What I Wouldn't Do for One Good Idea

June 17, 2004
Start your summer reading with our safety management series and you may find that one idea that can recharge your safety process.

Let's face it nearly all of us are standing directly in the path of change. Our organizations are downsizing, rightsizing, decentralizing, globalizing, acquiring, spinning off, adding value and generally resembling the Tasmanian Devil after refueling on an Expresso Doppio at Starbucks.

For safety managers, that leads to an interesting dichotomy. You share a constant value in your professional lives keeping employees and the public as safe as possible but you are juggling that value in organizations and careers that are constantly, even mercilessly, undergoing change.

Our job at Occupational Hazards is to offer you ways to cope with and even benefit from those changes. That's why we're especially pleased to be sharing our three-part series this month entitled "Breakthrough Safety Management." We're betting you'll come away from your reading investment with at least one good idea (and maybe a whole fistful). In the series opener, Managing Editor Sandy Smith delves into the ongoing debate about what constitutes "world-class safety" and offers several menus for the elements that go into such a daunting appellation.

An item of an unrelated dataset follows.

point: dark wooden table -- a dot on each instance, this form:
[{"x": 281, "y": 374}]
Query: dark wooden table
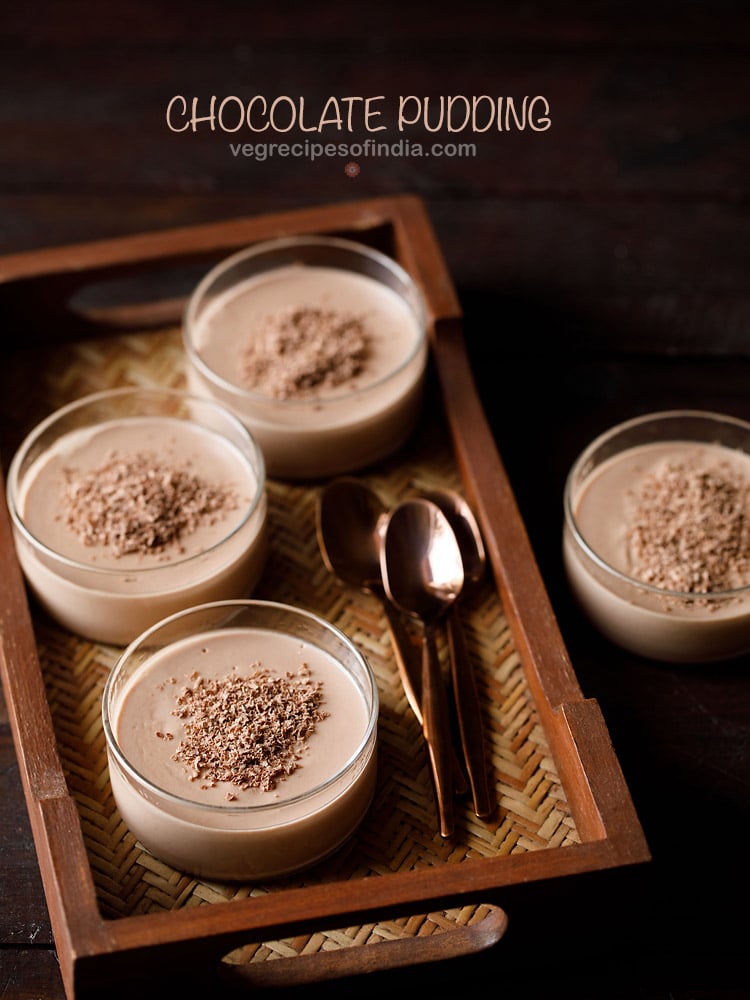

Next, safety leader Larry Hansen challenges you to pursue safety excellence right now in "The Covenants of the ROSE," his entertaining and enlightening look at the principles needed by an organization to establish operational safety success.

"Excellence requires two critical elements: knowledge and hard work. In safety, most organizations resist developing the first and are unwilling to expend effort on the second. In business (and safety), there is no such thing as a quick fix. However, when strategy is sound, leadership is strong, resources are adequate and efforts are meaningful… there is great potential for rapid returns," Hansen writes.

To help you achieve those "rapid returns," Hansen and two of his colleagues, Hank Sarkis and Dan Zahlis, are joining with Occupational Hazards to present a Web seminar on July 20 at 12 noon EDT. The seminar, "Re-defining Operational Safety Excellence," will explore how high-performing organizations manage safety not only better, but differently. If that's knowledge your organization would find valuable, get your safety staff, safety committee or facility managers together and join us for this lunchtime learning experience (remember, the pizza is on you). For registration details, go to www.occupationalhazards.com/webcast.

Contributing Editor William Kincaid wraps up our series with his insights on how lean manufacturing techniques can benefit the safety program and ways in which safety managers can use these advanced processes to their advantage.

For many safety topics, of course, the old adage applies that "you could write a book about it." That's just what Darryl Hill, CSP and 37 colleagues did in creating Construction Safety Management and Engineering, published by the American Society of Safety Engineers. The landmark 717-page book consists of five sections covering preconstruction tasks, key components of the safety process, emerging issues in construction safety management, legal aspects and technical construction issues.

While construction continues to have the highest number of fatal injuries (1,121 in 2002) of any major industry, Hill cites three trends that are leading to significantly safer construction projects. The first is safety through design, in which hazards are minimized or eliminated by designing and engineering safety features, such as anchorage points for fall protection, into a project ahead of time.

The second is pre-job task planning, in which contractors, subcontractors or owners examine the work to be completed, the hazards that work may entail and effective safety measures.

The third trend Hill identified is owners requiring that safety program costs be explicitly included in job bids by contractors. While far from universal, said Hill, more owners are recognizing that they have legal and financial liability stemming from construction work and that it is in their interest to promote safety on their jobs. By requiring the inclusion of safety, said Hill, owners level the playing field for all contractors, particularly those with superior safety programs.

Though more owners and contractors who are proactive about safety are welcome, said Hill, some of his colleagues are concerned that tight economic times could lead to fewer full-time safety professionals at construction sites. "A lot of individuals may not be construction safety professionals by experience or education, but have been given safety responsibilities as a collateral duty," Hill explained. "I'm not saying they are not competent, but they may not have the in-depth knowledge or skills as the [career professionals]."

That may be one reason why Hill urges his colleagues not to lose sight of the business side of safety. He says safety pros must help ensure that safety recommendations are not only effective but cost-efficient. "It's not that everything must be driven by cost, but we just need to make sure what we do is financially prudent."